L’entraineur cachait bien ses états d’âme. Début de saison ou pas, aucun pilote n’accepte un tel résultat, encore moins contre la pire formation de la Ligue nationale. Il y a une façon de perdre, celle contre les Sabres à de quoi faire grimacer.

Peut-être que les joueurs du Canadien sont encore sur un nuage. Que les événements du tournoi de fin de saison laissent miroiter que la prochaine saison se déroulera dans une belle sérénité, que ce qui a été accompli, il y a quelques mois, aura des répercussions.

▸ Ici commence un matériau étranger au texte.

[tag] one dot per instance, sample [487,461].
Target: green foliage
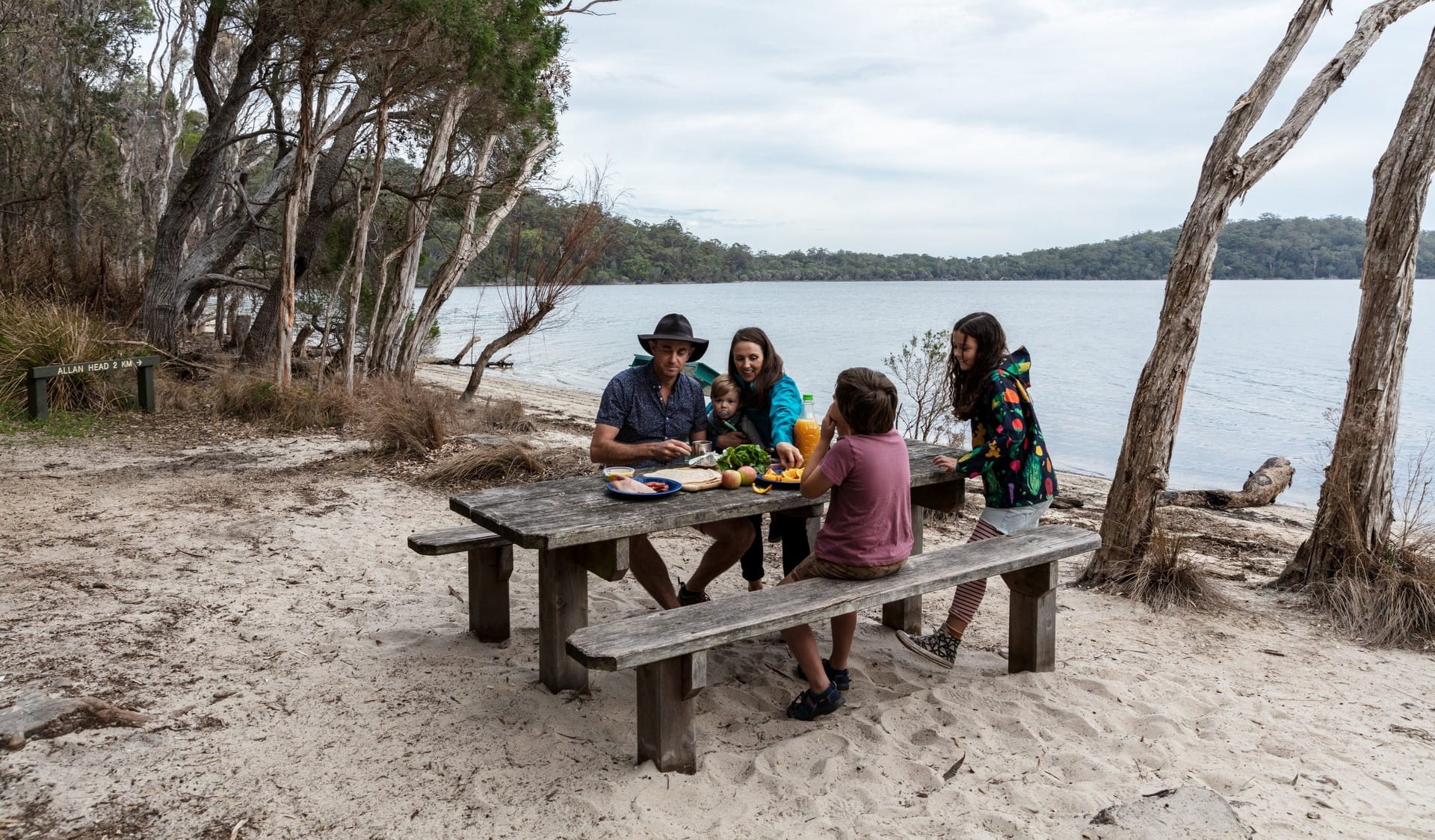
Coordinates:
[1268,247]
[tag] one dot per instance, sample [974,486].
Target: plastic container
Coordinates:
[807,431]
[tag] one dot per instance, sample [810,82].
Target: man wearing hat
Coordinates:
[647,417]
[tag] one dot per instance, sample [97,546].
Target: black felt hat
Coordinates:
[675,328]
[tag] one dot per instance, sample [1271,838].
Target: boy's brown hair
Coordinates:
[723,385]
[867,401]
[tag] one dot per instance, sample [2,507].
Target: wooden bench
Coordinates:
[669,648]
[490,566]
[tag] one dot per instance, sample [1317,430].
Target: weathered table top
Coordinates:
[575,511]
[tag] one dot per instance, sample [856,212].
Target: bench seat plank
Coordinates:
[454,540]
[664,635]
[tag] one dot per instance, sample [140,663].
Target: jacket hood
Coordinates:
[1019,364]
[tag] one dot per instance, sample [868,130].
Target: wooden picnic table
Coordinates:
[578,529]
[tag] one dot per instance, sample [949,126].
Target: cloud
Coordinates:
[954,127]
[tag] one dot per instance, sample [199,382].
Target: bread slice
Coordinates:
[692,478]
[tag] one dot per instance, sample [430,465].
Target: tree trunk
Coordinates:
[513,335]
[1226,176]
[1260,489]
[1355,513]
[162,308]
[326,177]
[383,347]
[471,244]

Sauf qu’une nouvelle saison enfouit très souvent avec elle tous les souvenirs intéressants, ces résultats inattendus qui, habituellement, entrainent les amateurs dans l’euphorie, ce public qui se laisse emporter par la détermination de l’équipe. Maintenant on entreprend une nouvelle aventure mais les conditions ne sont plus les mêmes, il faudra s’y adapter avec de nouveaux effectifs et aussi il faudra les attaquer avec encore la même conviction qui a mené le groupe vers des objectifs qu’on croyait impensables.

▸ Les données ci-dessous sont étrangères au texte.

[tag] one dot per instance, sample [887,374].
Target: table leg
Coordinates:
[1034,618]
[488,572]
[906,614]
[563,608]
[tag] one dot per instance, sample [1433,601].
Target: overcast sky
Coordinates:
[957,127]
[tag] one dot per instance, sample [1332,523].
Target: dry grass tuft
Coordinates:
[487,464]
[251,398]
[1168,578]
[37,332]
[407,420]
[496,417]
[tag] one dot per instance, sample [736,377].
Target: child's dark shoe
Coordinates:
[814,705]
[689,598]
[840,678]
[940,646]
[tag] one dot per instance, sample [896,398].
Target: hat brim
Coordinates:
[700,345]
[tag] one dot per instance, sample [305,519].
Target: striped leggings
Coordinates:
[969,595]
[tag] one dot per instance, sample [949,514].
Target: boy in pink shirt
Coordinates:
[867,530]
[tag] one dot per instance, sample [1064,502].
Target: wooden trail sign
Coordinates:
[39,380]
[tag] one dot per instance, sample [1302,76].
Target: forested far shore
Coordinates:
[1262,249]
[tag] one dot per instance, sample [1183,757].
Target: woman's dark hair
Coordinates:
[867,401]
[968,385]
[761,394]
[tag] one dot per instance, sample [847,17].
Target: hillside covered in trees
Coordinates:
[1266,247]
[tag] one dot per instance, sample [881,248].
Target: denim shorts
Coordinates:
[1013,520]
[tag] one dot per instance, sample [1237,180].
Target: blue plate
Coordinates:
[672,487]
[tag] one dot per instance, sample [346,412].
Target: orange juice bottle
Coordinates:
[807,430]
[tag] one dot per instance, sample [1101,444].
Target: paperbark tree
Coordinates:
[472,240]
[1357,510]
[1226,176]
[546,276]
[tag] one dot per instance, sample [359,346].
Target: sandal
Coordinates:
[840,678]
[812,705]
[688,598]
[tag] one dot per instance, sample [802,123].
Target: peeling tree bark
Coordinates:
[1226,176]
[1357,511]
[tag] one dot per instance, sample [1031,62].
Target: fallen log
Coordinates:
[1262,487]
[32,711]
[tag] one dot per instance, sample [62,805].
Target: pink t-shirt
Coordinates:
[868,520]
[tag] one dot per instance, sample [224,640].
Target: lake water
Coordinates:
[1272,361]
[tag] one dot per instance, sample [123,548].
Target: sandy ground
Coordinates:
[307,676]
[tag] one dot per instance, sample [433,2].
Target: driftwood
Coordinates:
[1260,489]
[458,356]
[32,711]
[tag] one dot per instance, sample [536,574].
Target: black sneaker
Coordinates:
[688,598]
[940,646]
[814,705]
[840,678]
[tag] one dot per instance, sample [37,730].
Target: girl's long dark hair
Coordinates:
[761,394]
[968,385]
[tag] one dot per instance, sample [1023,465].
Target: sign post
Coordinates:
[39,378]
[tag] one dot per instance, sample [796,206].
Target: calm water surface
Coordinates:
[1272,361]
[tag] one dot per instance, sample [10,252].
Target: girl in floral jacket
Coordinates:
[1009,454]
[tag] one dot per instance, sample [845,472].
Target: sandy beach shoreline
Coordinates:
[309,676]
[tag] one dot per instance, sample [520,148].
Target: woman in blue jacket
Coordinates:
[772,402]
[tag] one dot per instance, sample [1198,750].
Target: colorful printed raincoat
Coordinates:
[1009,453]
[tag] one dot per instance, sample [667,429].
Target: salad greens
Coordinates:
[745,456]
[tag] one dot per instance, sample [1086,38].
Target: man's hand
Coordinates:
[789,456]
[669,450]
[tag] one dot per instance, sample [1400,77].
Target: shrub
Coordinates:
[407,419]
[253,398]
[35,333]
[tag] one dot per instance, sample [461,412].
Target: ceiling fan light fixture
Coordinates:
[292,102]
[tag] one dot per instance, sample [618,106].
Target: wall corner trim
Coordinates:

Une défaite à Toronto, on s’y attendait.

Une défaite à Buffalo, alors que les Sabres, une formation en pleine période de reconstruction, marquent cinq buts, ça passe difficilement.

On questionne l’effort déployé par la troupe.

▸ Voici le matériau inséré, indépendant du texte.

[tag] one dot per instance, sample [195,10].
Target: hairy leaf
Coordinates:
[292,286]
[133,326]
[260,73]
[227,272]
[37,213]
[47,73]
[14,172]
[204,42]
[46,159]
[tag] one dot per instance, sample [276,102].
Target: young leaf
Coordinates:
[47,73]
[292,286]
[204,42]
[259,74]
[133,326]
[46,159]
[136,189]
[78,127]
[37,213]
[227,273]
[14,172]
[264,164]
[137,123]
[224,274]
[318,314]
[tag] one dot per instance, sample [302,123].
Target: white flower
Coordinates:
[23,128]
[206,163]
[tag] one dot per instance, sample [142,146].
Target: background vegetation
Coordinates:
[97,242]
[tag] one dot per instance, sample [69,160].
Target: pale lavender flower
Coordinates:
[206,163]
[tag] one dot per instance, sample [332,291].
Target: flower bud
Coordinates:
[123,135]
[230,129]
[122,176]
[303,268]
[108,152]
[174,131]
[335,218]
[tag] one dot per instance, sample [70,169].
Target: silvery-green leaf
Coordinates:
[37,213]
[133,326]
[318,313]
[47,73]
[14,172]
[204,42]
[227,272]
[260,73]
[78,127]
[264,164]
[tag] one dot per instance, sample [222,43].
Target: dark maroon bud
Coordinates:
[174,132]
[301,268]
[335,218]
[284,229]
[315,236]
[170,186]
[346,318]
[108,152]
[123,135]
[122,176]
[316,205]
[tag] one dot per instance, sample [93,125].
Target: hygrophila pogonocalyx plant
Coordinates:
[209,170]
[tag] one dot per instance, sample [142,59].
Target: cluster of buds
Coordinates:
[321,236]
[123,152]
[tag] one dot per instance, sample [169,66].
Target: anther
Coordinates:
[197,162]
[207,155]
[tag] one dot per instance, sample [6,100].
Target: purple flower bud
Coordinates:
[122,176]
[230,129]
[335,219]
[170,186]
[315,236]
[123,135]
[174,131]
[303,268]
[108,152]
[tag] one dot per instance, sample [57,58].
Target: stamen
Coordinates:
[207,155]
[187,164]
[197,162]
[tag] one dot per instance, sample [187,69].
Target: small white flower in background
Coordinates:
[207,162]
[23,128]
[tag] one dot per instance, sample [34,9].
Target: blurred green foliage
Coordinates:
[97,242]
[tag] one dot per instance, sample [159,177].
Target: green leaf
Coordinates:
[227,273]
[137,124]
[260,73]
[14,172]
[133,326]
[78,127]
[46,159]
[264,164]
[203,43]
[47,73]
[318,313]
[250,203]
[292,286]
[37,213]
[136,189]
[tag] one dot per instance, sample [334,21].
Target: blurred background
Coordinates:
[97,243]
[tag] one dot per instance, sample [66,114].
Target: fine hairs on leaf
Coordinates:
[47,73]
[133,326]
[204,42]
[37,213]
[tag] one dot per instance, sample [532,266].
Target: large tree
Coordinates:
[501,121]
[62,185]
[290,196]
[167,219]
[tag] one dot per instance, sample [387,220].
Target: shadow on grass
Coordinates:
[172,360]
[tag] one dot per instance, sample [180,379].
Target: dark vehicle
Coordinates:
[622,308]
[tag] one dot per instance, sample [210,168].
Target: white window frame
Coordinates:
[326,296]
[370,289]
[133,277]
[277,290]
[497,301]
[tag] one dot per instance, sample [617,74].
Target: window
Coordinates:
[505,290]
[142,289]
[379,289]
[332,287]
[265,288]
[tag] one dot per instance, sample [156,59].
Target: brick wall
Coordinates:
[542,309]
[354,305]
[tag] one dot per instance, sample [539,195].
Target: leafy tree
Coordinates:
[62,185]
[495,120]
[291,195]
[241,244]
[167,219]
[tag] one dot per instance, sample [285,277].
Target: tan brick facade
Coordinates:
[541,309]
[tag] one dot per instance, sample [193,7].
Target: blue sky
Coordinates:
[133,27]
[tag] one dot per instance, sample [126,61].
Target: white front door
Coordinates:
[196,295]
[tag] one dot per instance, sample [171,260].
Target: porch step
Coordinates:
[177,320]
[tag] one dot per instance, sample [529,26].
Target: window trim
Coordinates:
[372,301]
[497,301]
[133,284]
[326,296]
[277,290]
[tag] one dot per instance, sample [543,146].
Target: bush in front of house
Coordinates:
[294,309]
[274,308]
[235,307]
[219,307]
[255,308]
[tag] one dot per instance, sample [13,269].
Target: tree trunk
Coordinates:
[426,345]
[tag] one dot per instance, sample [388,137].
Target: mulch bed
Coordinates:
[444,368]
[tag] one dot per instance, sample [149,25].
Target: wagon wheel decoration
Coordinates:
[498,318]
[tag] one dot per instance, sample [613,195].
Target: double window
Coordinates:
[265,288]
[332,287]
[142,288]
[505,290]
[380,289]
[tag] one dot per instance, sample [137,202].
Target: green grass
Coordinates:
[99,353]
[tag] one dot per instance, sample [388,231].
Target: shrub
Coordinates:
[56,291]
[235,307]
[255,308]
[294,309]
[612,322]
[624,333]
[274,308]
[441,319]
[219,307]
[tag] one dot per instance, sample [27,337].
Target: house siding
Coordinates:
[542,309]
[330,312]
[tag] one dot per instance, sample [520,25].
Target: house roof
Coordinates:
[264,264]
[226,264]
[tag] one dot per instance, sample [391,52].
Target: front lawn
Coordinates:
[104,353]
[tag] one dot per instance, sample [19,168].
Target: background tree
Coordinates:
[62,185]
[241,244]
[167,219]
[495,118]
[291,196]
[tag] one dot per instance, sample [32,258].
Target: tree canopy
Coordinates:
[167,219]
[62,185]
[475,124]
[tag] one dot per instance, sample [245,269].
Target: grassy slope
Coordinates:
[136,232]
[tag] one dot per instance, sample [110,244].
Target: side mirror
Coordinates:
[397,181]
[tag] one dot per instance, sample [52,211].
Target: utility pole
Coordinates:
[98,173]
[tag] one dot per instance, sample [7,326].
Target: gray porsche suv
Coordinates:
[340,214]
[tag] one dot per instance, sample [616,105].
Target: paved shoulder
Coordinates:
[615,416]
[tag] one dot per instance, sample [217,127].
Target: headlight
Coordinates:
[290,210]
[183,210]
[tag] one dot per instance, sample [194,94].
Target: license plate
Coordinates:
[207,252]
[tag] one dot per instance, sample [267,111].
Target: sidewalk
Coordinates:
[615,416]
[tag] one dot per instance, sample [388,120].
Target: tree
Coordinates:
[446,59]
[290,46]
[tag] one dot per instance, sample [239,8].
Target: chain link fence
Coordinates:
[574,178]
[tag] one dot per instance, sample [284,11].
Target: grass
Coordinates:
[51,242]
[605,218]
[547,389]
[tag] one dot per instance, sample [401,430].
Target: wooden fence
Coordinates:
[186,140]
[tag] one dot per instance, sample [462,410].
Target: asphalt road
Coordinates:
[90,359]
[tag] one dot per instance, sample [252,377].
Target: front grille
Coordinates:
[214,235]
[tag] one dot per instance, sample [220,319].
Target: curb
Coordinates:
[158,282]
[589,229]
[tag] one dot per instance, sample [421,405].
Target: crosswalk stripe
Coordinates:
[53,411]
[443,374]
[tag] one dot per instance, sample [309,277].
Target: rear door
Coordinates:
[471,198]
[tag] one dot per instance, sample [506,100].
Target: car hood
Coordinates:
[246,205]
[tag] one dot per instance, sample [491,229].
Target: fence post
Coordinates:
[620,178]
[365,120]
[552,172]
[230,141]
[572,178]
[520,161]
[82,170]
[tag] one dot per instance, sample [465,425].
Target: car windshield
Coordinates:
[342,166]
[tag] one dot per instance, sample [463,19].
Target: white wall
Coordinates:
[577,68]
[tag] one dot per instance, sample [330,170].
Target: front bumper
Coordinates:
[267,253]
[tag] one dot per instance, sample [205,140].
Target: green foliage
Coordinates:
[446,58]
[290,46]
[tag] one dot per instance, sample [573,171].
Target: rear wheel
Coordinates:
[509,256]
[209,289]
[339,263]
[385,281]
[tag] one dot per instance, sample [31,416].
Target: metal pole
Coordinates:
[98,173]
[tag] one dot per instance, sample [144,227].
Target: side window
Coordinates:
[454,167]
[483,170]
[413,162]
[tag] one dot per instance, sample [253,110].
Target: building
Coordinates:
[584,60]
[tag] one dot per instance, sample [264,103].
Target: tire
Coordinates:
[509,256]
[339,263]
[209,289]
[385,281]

S’attendait-on à un match sans se soucier des pièges qui pourraient contrecarrer les plans? Croyait-on à ce genre de matchs où le talent aurait un impact assuré. Mais, le talent sans un effort soutenu est justement ce qui explique pourquoi on tombe dans la facilité et l’adversaire, avec des moyens plutôt modestes, profite de l’occasion pour s’offrir une belle soirée.

Un début de saison comporte toujours des surprises de taille.

Jeudi soir, les champions de la coupe Stanley, humiliés mardi devant leur public, par les Penguins de Pittsburgh, privés des services de Sidney Crosby, Evgeni Malkin et Jake Guentzel, ont dû puiser profondément dans leurs ressources pour soutirer une victoire de 7-6 en bris d’égalité, jeudi, face aux Red Wings de Detroit.

Eux aussi vivent encore sur un nuage.

Mais, les vétérans ont finalement sonné la charge, Victor Hedman, quatre points, Nikita Kucherov, quatre points, Ondrej Palat, deux buts, dont celui de la victoire en bris d’égalité.

Dominique Ducharme aurait souhaité que les gros canons de la formation prennent les guides, manifestent leur leadership. Mais, ça ne s’est pas produit. Le Canadien a été brouillon dans tous les départements.

Deux matchs, direz-vous, ne fait pas une saison.

Très juste. Mais les leaders, ceux qui doivent assurer la relève de ceux qui doivent s’absenter pour des raisons de santé, tardent à se présenter. Qui sont-ils?

Le Canadien s’amène au Centre Bell, il aura l’occasion de renouer avec ce public qu’il a comblé, le printemps dernier. Ce public voudra le remercier mais, en revanche, il souhaite applaudir une équipe déterminée, une équipe revenue sur terre, un groupe qui réalise que l’on repart à zéro.

Ce qu’on a vu lors des deux premiers matchs, surtout à Buffalo, remet tout en perspective. Il y a des absents, mais les autres formations ont des absents. Ça n’explique pas les ratés des unités spéciales.

Si le Canadien a réussi l’impensable, il y a quelques mois, c’est qu’on profitait des occasions créées par l’intensité de tous et chacun.

On n’a pas respecté les consignes que l’on retrouve dans le plan soumis par l’entraineur.

Doit-on expliquer ces deux contre-performes et surtout l’effort mitigé de jeudi à Buffalo à une préparation inadéquate, une préparation trainant toujours les moments exaltants de l’an dernier et a-t-on oublié que la nouvelle saison s’annonçant encore plus exigeante a pris son envol?

Peut-on accorder le bénéfice du doute?

Il faudra corriger la situation dans les plus brefs délais.

Comme, par exemple, samedi soir, au Centre Bell.